FedEx finds if you pay them, they will come

 

FedEx Corp has cracked the code on how to hire in today’s tight labour market: higher wages, better benefits and more flexibility. Who knew?
After offering those three things, the company received more than 111,000 job applications, the most in history and up from 52,000 in the week of May 8, Chief Operating Officer Raj Subramaniam said after the package-delivery giant reported better-than-expected quarterly results. The benefits included increased paid time off and tuition reimbursement. The company has hired more than 60,000 frontline workers since mid-September. Higher wage rates and network disruptions tied to labour shortages resulted in $470 million in additional costs in the three months, but the company expects those cost pressures to moderate in the second half of its fiscal year.
This projected easing doesn’t reflect expectations that wage rates will drop back down; higher pay is “here to stay,” Chief Financial Officer Mike Lenz said on the company’s earnings call. Rather, the relief will come from a return to more normalised operations and a plan to hold onto more seasonal hires than normal after the holiday peak to keep up with robust demand.

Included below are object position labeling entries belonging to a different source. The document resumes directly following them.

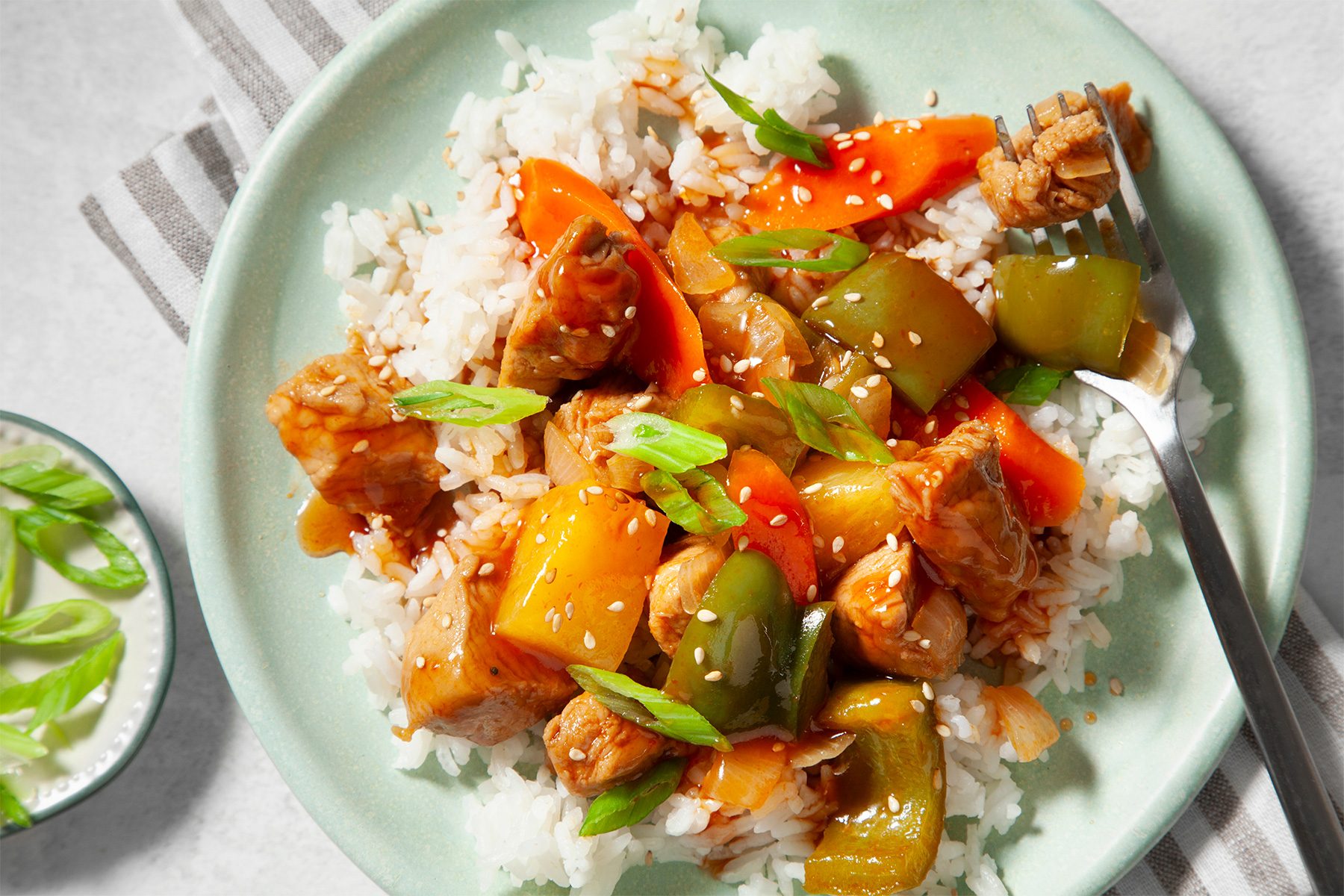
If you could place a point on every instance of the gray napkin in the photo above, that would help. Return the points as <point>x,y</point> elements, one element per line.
<point>161,217</point>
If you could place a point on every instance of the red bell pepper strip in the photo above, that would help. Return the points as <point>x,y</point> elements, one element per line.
<point>890,167</point>
<point>777,523</point>
<point>668,349</point>
<point>1048,482</point>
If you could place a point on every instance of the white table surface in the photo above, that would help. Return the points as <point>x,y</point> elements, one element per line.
<point>89,85</point>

“The whole problem was our networks were inefficient,” Subramaniam said. “Even as we speak, we are rerouting packages back to where [they] should be in the first place, and that’s what’s going to make
the difference.”
There were 11 million job openings across the US economy as of October, and workers are still quitting their positions at a near-record rate, according to Labor Department data. Myriad theories have been offered for why that might be, from a wave of early retirements and Covid health concerns to a lack of child-care options and increased competition in a recovering economy. The real answer might be a mix of all of these, but the pandemic also seems to have inspired a rediscovery of self-worth, particularly among lower-income labourers. Few workers proved more essential to the functioning of the US economy than the FedEx and United Parcel Service delivery drivers and warehouse workers who kept goods flowing to households when many were wary of venturing into physical stores. Their efforts helped drive record sales and reinvigorated the delivery companies’ pricing power. It’s normal that FedEx is paying its workers more — and it can afford to do so.